ここで下手に人数を減らせば相手にいろいろと怪しまれる。
「まず、ボクが考えているのは冬香を『災禍の焔』の目の前で奪い返す。いや、むしろ奪う。そして冬香自身の意思でこっちに来てもらう。これができれば相手もあきらめるだろうと思う。でも、そのためにはハル君を何とかしなくちゃいけない」
そうしないと、冬香はボク等でさえ殺す気で掛かってくるのが目に見えてる。
・・・問題はどうやって救出するか、か。
「・・・そこもぬかりはありません」
そこで宇佐野さんはどこかの制服のような服を取り出した。
「・・・ちょっと拝借しました。これで李さんを変装、および潜入させます」
「・・・でも、ばれない?」
「大丈夫です。ホテル側に協力してもらいました」
・・・何故だろう?
脅迫したようにしか聞こえない。
深く追求するのはやめておこう。
「では、私がこれを着ていけば問題ありませんね」
「でも、シュウ君一人は大変じゃない~?」
「そう思ってもう一つ持ってきています」
そして、今度はメイド服・・・って、おい!?
何でメイド服!?
つーか、あんた好きだね!?
「・・・これを誰かに着てもらいます」
「これって、私達のサイズですぅ?」
シャンちゃんがメイド服のサイズを見て宇佐野さんに聞いた。
「はい」
そうか。・・・何で知ってたの?
「じゃ、私が行くですぅ!」
「それは無理です。一人ぐらいは回復職がいないと」
おい。じゃぁ何でもって来た。
そこで、宇佐野さんは何故かシャオ君をじ~っと見つめだした。
「・・・嫌ですよ?」
「却下です」
宇佐野さんはシャオ君にぴらっと一枚の写真を見せる。
シャオ君は吐血して倒れた。
「シャオ~!?」
「・・・わ、わかりました。俺が引き受けます」
・・・君も苦労してるんだね。
ちらっと見えたけど、何故か間学園の高等部の教室を背景にシャオ君がやたらとひらひらで短い袴をはいて、更に女子に取り押さえられていた気がするけどボクは見なかったことにしておくよ。

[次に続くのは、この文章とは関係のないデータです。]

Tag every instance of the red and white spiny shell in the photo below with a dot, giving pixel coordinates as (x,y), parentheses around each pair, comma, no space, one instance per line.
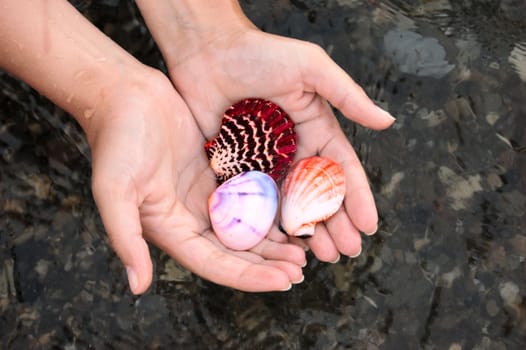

うん、あれは袴だよね?断じてスカートとか言うものじゃないよね?
「・・・これでオッケ~☆」
宇佐野さんは手帳を片付けるといつもの調子に戻った。
・・・でも、何故かあんまり大差ないように思える。
「じゃ、決勝のほうはどうする?」
「・・・やっぱ、ある程度こっちの戦力を見せて相手に絶対届かないって言うのを見せ付けるべきだと思う。そうすれば向こうも下手に手をださないし、出してもボク等じゃなくて龍造さん達が黙っていないと思う」
・・・あの人達、地味に過保護だからね。
むしろ、今回なら頼めば闇討ちとかで敵を全員瞬殺してくれそうな気がする。
でも、今回は冬香をこっちにつけて向こうにその恐ろしさを植え付けるってのも考えてるからな。
「まぁ、だから決勝のルールを少しいじろうと思う」
「んなことできんのか?」
「うん、この大会さ、結構融通が利くんだ。ま、それには双方の了承が必要だけど」
だから、これまでいろいろと例外的なことも進めれてきた。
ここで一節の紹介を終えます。